Are electric vehicles more likely to catch fire?

Vehicles that were completely burned down due to a Mercedes Benz electric car fire that broke out on August 1, are lying in the underground parking lot of an apartment complex in Incheon, South Korea on August 2, 2024.

Photo credit: Reuters

Hi, Gavin. What is your take on the stories about electric vehicles catching fire and even exploding? What is the cause, how great is the risk and how serious are the consequences? 

As with any such issue these days, assessment must start by distinguishing hard facts from post-truth…and deliberate “fake news” generated by mischief, conspiracy, or a host of opportunistic forces working to profit from public gullibility or to undermine rivals.

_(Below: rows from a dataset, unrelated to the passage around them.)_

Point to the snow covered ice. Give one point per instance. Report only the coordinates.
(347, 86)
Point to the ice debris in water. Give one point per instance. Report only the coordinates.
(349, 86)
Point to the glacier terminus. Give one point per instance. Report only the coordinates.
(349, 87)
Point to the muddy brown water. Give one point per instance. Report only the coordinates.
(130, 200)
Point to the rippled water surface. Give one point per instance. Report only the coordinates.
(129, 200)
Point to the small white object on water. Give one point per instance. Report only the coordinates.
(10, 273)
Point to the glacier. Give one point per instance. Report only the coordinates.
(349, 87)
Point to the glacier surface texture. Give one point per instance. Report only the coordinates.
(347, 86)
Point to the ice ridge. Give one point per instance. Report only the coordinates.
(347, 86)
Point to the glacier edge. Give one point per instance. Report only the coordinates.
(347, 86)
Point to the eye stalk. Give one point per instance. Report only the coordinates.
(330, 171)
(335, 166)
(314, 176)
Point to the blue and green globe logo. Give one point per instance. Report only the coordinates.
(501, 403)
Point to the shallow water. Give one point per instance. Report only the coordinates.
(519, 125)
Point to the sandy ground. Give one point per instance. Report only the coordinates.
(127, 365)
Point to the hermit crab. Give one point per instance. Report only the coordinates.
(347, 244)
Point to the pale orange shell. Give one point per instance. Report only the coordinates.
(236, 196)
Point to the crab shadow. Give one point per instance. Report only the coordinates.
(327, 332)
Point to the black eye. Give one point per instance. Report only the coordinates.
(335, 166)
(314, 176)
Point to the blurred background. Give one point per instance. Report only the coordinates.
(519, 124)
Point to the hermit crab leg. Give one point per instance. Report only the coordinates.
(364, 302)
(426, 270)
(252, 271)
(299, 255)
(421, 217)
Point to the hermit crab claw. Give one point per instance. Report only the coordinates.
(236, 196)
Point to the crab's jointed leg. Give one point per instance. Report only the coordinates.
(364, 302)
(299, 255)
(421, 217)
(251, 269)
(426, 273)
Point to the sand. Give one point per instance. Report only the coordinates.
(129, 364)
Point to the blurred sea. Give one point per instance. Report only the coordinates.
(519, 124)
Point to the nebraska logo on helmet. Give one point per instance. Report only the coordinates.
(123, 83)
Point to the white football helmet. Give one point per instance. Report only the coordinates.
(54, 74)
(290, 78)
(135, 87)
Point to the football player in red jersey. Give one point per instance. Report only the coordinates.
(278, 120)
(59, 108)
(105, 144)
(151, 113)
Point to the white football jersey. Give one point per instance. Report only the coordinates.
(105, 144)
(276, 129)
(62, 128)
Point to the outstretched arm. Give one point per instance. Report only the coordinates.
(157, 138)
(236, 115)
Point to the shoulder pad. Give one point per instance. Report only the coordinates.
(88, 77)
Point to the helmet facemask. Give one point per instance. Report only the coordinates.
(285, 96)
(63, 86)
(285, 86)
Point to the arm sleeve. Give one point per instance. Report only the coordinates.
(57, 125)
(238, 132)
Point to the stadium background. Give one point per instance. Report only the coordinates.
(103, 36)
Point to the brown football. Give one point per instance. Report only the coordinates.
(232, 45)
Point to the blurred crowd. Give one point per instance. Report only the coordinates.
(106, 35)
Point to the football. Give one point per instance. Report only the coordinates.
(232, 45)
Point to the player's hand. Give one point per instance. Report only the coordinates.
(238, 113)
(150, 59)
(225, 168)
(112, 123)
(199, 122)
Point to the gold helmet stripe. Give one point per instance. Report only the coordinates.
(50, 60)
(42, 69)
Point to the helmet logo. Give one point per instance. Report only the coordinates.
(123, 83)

All of that is great fodder for the media, which today is represented by anyone with a keyboard and an internet connection!

Yes, some EVs have caught fire, and some have even exploded. So, too, since the start of motoring, have cars powered by fossil fuels like petrol and diesel. 

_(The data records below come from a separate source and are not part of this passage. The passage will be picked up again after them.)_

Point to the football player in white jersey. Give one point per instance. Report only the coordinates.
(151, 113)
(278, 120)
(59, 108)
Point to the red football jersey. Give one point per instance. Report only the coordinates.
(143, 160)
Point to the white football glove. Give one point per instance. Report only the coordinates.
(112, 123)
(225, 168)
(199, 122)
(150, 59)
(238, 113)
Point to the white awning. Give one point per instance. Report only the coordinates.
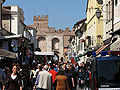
(43, 53)
(5, 53)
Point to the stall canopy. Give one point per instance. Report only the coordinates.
(8, 54)
(43, 53)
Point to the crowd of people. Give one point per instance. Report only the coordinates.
(61, 76)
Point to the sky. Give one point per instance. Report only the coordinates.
(62, 13)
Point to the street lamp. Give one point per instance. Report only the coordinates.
(1, 2)
(98, 13)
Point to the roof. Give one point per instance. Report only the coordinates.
(43, 53)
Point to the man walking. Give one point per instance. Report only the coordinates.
(43, 80)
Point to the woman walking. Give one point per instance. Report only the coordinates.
(13, 81)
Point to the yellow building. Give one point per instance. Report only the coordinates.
(94, 24)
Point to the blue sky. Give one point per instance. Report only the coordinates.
(62, 13)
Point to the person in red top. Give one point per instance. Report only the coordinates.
(54, 73)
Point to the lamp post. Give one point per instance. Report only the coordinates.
(1, 2)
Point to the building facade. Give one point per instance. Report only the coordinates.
(49, 39)
(94, 24)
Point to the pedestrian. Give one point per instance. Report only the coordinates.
(75, 77)
(33, 76)
(43, 80)
(80, 77)
(69, 78)
(13, 80)
(2, 78)
(61, 82)
(54, 74)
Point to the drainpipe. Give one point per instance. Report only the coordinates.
(112, 15)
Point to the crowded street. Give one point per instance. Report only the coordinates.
(59, 45)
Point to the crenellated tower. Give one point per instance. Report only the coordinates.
(40, 22)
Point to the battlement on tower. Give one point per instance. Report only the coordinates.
(40, 18)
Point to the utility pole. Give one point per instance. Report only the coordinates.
(1, 2)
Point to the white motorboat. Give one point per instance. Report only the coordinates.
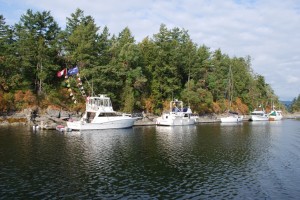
(232, 117)
(177, 116)
(275, 115)
(99, 114)
(259, 115)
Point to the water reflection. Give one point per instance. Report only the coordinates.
(206, 161)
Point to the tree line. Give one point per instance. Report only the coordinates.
(138, 76)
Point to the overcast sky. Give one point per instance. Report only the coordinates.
(266, 30)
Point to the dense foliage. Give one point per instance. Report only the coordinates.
(295, 106)
(137, 76)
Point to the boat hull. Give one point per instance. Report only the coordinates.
(259, 118)
(275, 118)
(231, 119)
(175, 122)
(115, 124)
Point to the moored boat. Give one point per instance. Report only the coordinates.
(259, 115)
(232, 117)
(177, 116)
(99, 114)
(275, 115)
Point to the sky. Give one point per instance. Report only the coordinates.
(266, 30)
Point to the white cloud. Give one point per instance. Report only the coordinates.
(266, 30)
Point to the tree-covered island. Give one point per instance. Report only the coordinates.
(138, 76)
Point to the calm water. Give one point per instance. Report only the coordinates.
(208, 161)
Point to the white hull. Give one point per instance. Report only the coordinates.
(113, 124)
(275, 118)
(259, 118)
(178, 116)
(231, 119)
(178, 121)
(275, 115)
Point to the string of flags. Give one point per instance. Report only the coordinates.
(69, 73)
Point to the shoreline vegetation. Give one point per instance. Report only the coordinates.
(45, 66)
(50, 119)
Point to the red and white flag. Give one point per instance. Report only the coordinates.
(62, 73)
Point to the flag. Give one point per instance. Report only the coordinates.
(73, 71)
(61, 73)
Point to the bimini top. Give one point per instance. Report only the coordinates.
(95, 103)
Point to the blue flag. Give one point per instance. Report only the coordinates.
(73, 71)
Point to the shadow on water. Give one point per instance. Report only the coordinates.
(206, 161)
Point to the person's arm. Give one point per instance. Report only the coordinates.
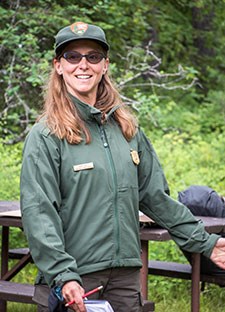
(40, 206)
(185, 229)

Both have plenty of ingredients to kick-start the process and finish it with blazing drama. Two things set the EV trend apart:

First, their new and less familiar technology is being pressed into mass production by global policy imposition, triggering an economic race for rewards with a prize purse of trillions.  

Both production urgency and consumer anxiety are intense. And the pressure to “get to market” can be steeper than the learning curve.

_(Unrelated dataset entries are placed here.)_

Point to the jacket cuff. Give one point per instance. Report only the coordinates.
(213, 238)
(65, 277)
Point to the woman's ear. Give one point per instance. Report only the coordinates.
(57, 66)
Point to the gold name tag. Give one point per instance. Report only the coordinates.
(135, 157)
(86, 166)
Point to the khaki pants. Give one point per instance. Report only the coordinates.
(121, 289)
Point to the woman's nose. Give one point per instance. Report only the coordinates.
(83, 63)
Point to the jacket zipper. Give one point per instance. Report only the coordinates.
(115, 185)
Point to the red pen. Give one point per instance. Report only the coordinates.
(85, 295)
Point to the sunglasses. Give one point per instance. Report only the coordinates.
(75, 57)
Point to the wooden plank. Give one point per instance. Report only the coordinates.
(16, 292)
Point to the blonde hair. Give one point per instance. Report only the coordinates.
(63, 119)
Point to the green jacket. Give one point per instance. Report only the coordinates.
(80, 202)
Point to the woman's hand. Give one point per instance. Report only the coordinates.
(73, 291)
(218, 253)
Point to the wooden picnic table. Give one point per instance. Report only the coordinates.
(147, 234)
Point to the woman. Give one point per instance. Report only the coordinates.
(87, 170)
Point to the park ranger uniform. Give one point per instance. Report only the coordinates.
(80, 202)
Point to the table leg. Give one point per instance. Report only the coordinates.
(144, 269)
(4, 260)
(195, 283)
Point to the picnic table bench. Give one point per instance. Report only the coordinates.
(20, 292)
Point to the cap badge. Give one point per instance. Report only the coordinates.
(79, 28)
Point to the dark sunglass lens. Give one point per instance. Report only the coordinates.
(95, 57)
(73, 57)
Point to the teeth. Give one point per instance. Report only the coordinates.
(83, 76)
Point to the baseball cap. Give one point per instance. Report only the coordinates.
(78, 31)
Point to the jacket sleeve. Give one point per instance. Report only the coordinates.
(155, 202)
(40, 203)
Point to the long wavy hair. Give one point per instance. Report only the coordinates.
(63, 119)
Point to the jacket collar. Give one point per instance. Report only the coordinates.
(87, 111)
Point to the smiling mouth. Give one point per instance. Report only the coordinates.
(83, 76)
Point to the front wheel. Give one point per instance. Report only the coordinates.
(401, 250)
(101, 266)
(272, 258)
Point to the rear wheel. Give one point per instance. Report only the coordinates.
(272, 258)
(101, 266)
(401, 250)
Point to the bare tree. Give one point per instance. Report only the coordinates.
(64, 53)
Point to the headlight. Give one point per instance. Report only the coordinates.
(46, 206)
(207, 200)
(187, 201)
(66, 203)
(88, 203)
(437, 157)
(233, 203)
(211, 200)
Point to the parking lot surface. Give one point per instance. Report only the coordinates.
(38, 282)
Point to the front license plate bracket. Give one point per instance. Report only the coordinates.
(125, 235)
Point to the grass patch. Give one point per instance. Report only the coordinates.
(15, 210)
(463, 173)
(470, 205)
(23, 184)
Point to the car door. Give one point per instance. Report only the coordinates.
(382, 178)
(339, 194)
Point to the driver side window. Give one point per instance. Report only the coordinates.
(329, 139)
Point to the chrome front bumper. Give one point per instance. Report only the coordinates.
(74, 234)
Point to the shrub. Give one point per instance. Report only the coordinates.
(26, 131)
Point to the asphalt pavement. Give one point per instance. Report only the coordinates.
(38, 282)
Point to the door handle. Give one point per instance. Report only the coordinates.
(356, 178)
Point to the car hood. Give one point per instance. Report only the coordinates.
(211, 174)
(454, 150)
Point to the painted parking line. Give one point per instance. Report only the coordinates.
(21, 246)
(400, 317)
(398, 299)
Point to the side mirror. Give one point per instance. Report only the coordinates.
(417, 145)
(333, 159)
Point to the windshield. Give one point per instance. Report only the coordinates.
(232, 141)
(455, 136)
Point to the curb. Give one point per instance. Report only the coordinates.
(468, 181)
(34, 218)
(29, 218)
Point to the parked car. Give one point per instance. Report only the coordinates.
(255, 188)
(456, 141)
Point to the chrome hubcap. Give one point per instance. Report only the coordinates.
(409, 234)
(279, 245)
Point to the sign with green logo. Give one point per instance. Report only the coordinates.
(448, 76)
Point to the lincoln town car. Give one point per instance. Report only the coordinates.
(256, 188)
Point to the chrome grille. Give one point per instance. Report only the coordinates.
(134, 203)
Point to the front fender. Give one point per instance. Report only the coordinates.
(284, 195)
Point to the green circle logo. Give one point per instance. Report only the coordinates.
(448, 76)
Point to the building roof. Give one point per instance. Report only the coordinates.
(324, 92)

For example, EVs have battery management systems designed to keep them safer. The question might be, for example, whether the safety systems are keeping pace with rapid increases in battery storage capacities and faster charging rates.

Second, most current EV batteries are based on lithium – an alkali metal that is highly reactive and flammable. 

It is so reactive it barely exists on earth in elemental form, but billions of tonnes of it are technically available “within” things as abundant as igneous rocks…and even seawater! 

Once extracted and refined from any of the numerous sources, it is a grey metal soft enough to cut with a knife and light enough to float in oil.

Although lithium is rare, difficult and expensive, its properties (especially conductivity and light weight) make its salts and other derivatives useful in numerous applications ranging from thermonuclear processes and rocket fuel to thickening oil into grease.  

Batteries for EVs and mobile devices are now the leading use. That, too, might change, as lithium is not the only or final option.

Meanwhile, we do know that EV battery blazes make news for the reasons suggested here, and because they do burn at much higher temperatures and take a lot more material and time to extinguish.  

What we don’t yet know is whether they are “more likely” to catch fire than conventional vehicles.

There are well over a billion (sic) fossil fuel vehicles in the world, and the stats suggest one catches fire – somewhere – every few minutes. Because these events are not novel, most go unreported.

There are now several million EVs on the streets of the world, and a high probability (for topicality reasons) that every one of their fires is reported.

In the absence of statistics that give a comparative ratio of, say, “burns per thousand vehicles”, any estimate of risk is itself…risky.

Meanwhile, we can be sure that if remedial action is warranted, enormous resources will be mobilised to make it happen.